Sunday 13 July 2008

Losing your mind - one marble at a time

I think I am loosing it. The signs of stress of being grief-stricken for over 15 years are starting to show themselves. I spend a lot of time preoccupied with what Sigourney might be thinking or going through at any given time. What is every Fathers Day like for her? I imagine, as best I can, what birthdays, X-mas and times alone with her thoughts are like for her. I sometimes concern myself with my son Jesse. Jesse and Sigourney are the only innocents here. I could have done something to prevent all this. Even Jesse's mom could have done more to discourage Patricia. But as far as Jesse is concerned, how does a 19 year old come to terms with the fact that his childhood passed from age 4 to adulthood without his sister being found and returned to his life. What's the healthy way to deal with it, express himself, relate to the outside world?


But the last week or so I have been reflecting on the toll this is having on me, on my productivity, my health and mental faculties. I think my memory is working at about 10% capacity. I have been planning on going for routine blood work every day since May 1st and here it is .. July 7th ... and I haven't made it yet. I haven't been to my dentist in over 3 years. Work competency has fallen to the point that I risk losing my business. Things that used to give me great pleasure, I just don't do anymore. If I go to the bathroom to get nail clippers, I don't remember why I am there once I arrive. I am self employed and depend on my wits to survive, but I am clearly slipping. I need rest but I can't sleep.


Talking with friends I said that I identify as being a fighter but not a winner, I never give up, I don't succumb to escapism and I am systematic in fending off vices and excess. But I am tiring and weakening and I have no real prospects of a turn around. My mental, financial and emotional resources are bone-dry. I feel that this problem could long-ago have been solved if enough time and money were devoted to it and I blame myself for not being more resourceful. I feel like I have let Sigourney down, as well as Jesse and the rest of my family. I know Jesse loves me dearly. I know my family is full of nothing but compassion for me. But the remorse of letting them down isn't lightened by that.
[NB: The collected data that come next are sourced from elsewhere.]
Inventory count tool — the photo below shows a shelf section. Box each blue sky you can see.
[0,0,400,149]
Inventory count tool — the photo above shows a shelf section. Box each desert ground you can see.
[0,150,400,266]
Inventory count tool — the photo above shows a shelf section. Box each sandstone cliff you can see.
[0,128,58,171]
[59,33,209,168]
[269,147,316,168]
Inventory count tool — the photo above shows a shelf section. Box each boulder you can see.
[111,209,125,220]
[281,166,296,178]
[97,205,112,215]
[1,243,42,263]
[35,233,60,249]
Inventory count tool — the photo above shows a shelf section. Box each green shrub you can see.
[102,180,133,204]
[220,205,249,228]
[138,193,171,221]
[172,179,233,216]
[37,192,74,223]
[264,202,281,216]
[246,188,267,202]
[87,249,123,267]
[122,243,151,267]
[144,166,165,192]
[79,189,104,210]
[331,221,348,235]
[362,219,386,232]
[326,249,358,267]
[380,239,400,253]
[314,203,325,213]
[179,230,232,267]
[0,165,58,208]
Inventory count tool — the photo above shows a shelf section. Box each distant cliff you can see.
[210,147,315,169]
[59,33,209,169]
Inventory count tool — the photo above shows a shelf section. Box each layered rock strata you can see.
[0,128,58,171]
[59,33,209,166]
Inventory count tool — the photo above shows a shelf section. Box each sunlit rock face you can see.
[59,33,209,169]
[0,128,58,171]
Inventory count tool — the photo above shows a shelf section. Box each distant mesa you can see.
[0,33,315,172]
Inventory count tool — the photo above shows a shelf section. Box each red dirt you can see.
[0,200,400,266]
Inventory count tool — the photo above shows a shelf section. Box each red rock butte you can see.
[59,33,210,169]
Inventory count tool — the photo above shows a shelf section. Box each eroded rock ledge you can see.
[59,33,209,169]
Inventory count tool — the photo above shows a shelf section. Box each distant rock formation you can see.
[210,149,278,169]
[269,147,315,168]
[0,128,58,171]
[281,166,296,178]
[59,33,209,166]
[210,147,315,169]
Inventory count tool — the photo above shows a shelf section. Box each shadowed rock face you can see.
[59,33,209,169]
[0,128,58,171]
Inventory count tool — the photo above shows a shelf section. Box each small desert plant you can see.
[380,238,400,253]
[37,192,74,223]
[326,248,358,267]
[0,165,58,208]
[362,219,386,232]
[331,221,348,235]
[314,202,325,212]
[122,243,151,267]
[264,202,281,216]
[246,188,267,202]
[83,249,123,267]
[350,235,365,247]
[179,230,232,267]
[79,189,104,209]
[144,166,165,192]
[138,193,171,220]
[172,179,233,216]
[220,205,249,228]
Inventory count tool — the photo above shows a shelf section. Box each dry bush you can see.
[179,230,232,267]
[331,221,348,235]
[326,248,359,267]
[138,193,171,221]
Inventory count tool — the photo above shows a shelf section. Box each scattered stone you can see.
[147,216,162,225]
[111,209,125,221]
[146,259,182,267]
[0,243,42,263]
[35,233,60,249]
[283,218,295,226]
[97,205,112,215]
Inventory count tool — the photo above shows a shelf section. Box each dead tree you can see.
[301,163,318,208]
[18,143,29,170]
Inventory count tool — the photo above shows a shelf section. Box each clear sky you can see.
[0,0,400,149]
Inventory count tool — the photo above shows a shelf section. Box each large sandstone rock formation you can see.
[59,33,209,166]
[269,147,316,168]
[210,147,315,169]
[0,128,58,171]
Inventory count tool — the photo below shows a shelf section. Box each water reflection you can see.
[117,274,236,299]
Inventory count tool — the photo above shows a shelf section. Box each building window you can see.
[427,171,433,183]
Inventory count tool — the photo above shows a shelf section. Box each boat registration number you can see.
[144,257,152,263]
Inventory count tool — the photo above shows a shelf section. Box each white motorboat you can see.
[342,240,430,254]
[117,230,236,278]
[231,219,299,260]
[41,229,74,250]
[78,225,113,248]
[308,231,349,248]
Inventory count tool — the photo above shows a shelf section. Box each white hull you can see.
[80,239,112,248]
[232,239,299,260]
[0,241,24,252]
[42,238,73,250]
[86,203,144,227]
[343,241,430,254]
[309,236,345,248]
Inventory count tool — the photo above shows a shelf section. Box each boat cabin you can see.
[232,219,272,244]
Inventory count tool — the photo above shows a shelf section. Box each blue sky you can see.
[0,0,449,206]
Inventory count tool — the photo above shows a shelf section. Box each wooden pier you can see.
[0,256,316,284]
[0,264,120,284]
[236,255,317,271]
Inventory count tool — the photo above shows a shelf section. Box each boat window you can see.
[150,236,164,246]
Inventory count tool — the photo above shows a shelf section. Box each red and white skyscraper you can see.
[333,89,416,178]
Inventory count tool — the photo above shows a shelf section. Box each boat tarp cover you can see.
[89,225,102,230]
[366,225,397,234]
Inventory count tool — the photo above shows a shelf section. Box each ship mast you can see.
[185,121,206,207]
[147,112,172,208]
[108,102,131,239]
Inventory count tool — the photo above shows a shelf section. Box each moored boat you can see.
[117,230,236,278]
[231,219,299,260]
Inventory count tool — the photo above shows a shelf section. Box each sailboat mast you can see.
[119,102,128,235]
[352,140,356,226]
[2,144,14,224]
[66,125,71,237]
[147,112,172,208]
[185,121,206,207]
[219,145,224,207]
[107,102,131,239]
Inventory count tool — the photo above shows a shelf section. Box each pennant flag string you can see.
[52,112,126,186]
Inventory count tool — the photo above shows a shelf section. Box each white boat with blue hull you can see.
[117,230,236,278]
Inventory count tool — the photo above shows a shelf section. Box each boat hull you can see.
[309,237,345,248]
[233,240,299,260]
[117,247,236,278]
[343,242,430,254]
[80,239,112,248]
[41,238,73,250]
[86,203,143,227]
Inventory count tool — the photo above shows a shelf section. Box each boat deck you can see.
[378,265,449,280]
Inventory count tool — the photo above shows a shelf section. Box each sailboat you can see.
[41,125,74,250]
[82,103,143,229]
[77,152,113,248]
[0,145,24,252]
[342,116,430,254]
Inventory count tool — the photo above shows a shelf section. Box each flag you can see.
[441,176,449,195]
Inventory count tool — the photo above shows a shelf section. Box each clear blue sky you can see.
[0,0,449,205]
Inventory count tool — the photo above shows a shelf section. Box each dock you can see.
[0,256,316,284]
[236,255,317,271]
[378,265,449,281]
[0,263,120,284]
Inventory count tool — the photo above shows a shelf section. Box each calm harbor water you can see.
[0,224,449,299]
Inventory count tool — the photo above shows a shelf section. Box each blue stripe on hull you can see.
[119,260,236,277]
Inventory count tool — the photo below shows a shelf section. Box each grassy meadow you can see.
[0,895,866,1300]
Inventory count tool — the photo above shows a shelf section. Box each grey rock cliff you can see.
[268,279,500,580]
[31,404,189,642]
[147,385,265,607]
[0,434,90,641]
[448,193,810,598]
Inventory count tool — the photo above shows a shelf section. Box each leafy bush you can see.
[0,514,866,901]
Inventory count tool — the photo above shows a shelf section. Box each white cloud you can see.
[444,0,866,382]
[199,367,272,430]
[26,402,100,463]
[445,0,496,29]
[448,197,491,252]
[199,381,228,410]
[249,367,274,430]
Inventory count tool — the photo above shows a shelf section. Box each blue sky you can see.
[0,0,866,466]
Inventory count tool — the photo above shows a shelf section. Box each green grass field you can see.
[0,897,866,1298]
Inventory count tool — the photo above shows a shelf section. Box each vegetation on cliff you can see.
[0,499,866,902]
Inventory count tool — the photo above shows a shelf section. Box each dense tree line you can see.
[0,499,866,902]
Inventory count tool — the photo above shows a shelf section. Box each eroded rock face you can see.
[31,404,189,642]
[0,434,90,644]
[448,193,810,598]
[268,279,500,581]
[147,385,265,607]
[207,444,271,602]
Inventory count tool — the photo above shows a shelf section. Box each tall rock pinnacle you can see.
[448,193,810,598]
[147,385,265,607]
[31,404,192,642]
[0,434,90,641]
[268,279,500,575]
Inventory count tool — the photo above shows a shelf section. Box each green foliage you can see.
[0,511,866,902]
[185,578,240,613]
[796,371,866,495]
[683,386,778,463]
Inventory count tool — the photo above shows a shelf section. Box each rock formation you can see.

I can still be funny and engaging, make people laugh and find the words and actions to bring value to other people's days. But I can't seem to find relief for my own overwhelming pain. I try to encourage myself in the earnest belief that the world is full of others who face worse burdens and greater injustices than I do, and they carry on. An example of that was an ad for a book for sale about and by a woman who was imprisoned and faced the possibility of death every day. I was on the subway and I read the book tag line "A road to forgiveness." She (the author) is an inspiration to me.


The words of another friend often help a bit. "Victory is measured in the small things." It's true, I always get all "....Hollywood...." about success and failure. Somehow success is supposed to be to the deafening cheer of well-wishers, when meeting the bell for another round is a victory in itself, especially when you fully expect to take another shit-kicking just like the round before. It's the doing within – when you're without that separates the winners and losers, not the results. I have loved Sigourney as I have Jesse, every day of her life and that love is what pushes me to get up and fight, even if I stumble and fall. I will find her, or if I die before I do, the day I die will be a day I was fighting to resolve this abnormality. I will not fade or give in. My determination is my only legacy. My blood courses in the veins of my children so they are fighters too. Fighters and lovers – in my world you can't be one without the other. They are my Yin and Yang in a life during wartime. Pleasure and wealth and happiness can be the goals of my brothers and sisters that I rub shoulders with every day, but theirs is not a life during war time, so the luxury and constraints of such pursuits are theirs by default. There is a community in their endeavours. Any ability to relate to my fellows is based on memories of simpler times.


I am losing my mind one marble at a time, without an endless supply. But today, I stagger forward in defiance – "Come and get me life, is that all you’ve got?"